The crowd here was clearly in Cruz’s corner, as the Texas senator was the only candidate to make the trip to Casper — ahead of a major snowstorm — and Sarah Palin, scheduled to speak for Trump, previously canceled.

Cruz is trying to prevent Trump from obtaining the 1,237 delegates needed to secure theĀ Republican nomination at the July convention in Cleveland. By continuing to rack up small wins, Cruz is gaining ground on the New York real estate mogul, who has thus far failed to shift his focus on the local-level campaigning necessary to win delegates.

Trump has been critical of the process, again on Saturday calling it “rigged” while speaking at a rally in Syracuse, New York. He has repeatedly complained about Colorado, which awarded all 34 of its delegates to Cruz despite not holding a popular vote.

Trump said his supporters are becoming increasingly angry with states such as Wyoming and Colorado.

While Trump has won 21 state nominating contests to Cruz’s 10, the billionaire leads the Texas senator by only 196 delegates (755-559). That means he must win nearly 60 percent of those remaining before the party’s political convention in July.

Wyoming does not hold a primary vote. Instead, 475 party activists convened in Casper on Saturday to hold a state convention and award 14 delegates.

Previously, 12 other delegates had been designated at county-level conventions. Cruz won 10 of those, with one going to Trump and another being elected as “unbound.”
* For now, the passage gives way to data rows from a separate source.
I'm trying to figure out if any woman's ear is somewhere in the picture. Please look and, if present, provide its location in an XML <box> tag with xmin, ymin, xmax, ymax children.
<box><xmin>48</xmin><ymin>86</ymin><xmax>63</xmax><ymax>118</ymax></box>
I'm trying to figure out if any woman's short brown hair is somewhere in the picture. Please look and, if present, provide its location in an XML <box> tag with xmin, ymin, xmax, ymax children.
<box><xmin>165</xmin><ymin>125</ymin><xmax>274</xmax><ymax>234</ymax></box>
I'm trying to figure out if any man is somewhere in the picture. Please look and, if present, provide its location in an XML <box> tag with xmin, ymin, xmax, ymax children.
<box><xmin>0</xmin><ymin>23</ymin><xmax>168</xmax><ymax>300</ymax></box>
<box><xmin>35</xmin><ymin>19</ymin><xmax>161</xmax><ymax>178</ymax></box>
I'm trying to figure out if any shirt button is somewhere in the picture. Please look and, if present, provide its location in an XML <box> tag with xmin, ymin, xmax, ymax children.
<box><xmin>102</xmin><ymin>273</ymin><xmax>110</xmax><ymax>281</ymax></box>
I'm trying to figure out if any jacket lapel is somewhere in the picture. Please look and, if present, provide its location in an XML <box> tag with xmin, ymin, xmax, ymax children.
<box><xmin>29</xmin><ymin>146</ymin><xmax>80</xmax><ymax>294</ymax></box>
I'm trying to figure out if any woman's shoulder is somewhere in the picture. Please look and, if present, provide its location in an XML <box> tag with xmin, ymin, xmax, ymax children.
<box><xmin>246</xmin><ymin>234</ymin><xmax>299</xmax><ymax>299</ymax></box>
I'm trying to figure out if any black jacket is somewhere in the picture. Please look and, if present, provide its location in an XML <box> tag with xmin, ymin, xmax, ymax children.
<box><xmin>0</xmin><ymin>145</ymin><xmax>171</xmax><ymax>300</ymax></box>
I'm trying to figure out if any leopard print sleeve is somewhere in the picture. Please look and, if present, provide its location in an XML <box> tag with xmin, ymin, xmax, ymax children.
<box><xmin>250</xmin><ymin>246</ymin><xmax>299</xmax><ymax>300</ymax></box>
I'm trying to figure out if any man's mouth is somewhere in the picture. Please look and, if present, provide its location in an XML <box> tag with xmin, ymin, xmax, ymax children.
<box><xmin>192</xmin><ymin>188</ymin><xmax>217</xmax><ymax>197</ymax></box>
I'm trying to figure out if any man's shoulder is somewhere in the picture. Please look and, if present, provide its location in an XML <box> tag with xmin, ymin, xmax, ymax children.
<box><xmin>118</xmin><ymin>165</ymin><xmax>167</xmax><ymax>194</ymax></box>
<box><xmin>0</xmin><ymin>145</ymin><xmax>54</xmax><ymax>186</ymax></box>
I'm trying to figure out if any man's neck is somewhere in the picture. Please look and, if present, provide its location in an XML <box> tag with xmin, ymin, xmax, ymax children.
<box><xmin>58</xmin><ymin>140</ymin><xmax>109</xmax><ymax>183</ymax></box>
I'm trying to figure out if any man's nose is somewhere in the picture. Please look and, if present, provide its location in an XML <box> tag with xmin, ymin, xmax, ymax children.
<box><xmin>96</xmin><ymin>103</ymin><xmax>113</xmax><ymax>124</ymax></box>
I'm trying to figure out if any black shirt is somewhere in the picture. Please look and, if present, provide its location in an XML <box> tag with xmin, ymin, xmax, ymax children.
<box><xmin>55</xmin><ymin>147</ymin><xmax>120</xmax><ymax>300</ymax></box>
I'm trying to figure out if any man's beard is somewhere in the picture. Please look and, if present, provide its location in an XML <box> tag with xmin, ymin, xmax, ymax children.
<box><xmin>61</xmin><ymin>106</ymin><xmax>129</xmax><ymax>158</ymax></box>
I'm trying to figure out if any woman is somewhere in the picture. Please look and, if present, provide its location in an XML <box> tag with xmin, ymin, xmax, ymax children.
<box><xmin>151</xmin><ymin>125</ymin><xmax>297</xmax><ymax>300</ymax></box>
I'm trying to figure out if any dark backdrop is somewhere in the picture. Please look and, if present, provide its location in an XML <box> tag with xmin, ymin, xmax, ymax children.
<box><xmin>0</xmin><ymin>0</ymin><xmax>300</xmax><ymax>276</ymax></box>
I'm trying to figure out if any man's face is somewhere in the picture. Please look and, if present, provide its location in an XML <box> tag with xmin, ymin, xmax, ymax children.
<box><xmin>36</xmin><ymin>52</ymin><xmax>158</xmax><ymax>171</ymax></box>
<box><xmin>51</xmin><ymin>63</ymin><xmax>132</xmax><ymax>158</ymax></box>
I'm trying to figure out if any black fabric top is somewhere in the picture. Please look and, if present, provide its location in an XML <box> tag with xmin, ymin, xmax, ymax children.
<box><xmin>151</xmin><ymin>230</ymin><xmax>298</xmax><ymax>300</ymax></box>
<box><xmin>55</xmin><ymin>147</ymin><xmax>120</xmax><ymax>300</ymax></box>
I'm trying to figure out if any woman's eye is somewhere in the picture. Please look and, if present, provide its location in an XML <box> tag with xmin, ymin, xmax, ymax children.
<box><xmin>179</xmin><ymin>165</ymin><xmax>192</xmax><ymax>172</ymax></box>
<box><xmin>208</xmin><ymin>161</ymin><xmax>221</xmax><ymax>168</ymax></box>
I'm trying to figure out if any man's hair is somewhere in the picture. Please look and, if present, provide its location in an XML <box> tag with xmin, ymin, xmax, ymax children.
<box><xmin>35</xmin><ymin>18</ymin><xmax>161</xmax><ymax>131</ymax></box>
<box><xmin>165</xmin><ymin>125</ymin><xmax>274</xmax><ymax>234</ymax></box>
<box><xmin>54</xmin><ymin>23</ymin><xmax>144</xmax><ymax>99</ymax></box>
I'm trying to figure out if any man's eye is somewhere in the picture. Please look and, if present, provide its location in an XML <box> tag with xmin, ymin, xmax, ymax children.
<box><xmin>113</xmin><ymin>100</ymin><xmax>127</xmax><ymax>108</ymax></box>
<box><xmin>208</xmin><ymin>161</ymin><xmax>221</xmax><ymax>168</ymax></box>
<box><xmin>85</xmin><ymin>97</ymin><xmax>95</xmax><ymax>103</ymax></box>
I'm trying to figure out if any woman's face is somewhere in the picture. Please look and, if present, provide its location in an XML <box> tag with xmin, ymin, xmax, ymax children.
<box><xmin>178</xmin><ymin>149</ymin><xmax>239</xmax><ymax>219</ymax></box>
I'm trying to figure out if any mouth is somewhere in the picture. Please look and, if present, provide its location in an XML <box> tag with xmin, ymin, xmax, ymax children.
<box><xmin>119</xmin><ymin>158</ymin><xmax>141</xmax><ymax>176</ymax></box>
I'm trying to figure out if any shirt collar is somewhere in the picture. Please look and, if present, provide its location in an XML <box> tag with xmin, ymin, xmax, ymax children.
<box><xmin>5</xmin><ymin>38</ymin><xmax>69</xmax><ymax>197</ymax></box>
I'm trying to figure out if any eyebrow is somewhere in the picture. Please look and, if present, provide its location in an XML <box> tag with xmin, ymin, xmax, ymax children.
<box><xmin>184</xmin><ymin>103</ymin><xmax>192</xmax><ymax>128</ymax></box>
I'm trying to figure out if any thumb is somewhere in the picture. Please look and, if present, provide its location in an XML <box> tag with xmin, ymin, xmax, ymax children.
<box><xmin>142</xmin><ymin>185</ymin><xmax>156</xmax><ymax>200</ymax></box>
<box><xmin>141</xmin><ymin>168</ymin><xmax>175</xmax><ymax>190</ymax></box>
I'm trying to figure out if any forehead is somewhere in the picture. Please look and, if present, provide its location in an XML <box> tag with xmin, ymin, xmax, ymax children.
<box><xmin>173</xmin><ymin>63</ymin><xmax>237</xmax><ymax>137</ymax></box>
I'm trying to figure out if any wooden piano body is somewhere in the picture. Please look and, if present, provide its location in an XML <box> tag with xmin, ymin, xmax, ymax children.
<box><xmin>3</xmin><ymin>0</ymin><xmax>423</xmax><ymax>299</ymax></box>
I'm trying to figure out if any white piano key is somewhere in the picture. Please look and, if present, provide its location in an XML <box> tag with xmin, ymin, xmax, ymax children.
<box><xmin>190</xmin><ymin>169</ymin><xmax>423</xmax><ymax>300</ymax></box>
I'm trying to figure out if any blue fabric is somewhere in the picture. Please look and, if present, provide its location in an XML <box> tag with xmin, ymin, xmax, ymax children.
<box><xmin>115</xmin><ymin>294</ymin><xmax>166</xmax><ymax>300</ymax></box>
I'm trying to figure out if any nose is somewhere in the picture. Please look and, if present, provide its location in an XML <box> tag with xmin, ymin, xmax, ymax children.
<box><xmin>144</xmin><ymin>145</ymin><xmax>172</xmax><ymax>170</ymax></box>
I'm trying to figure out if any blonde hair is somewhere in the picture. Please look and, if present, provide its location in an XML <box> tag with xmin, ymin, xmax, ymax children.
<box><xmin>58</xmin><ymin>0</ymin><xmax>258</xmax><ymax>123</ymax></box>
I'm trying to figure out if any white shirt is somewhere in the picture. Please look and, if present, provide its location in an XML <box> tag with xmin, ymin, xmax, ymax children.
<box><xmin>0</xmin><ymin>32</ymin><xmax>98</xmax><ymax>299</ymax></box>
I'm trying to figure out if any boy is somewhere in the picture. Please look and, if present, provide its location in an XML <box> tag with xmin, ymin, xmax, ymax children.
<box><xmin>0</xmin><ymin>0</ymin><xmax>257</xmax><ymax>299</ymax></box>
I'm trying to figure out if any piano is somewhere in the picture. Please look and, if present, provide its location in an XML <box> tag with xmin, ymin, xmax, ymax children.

Cruz spoke at the convention, capping off a months-long effort to organize support in the state. Trump had originally planned to send former Alaska Governor Sarah Palin, who remains popular among conservatives, as a surrogate, but she canceled at the last minute.

Cruz spoke about local issues in Wyoming, the largest coal-producing state. He discussed the Democratic “attack” on the fossil fuel, saying President Barack Obama has tried to put the coal industry out of business through government regulations targeting air pollution.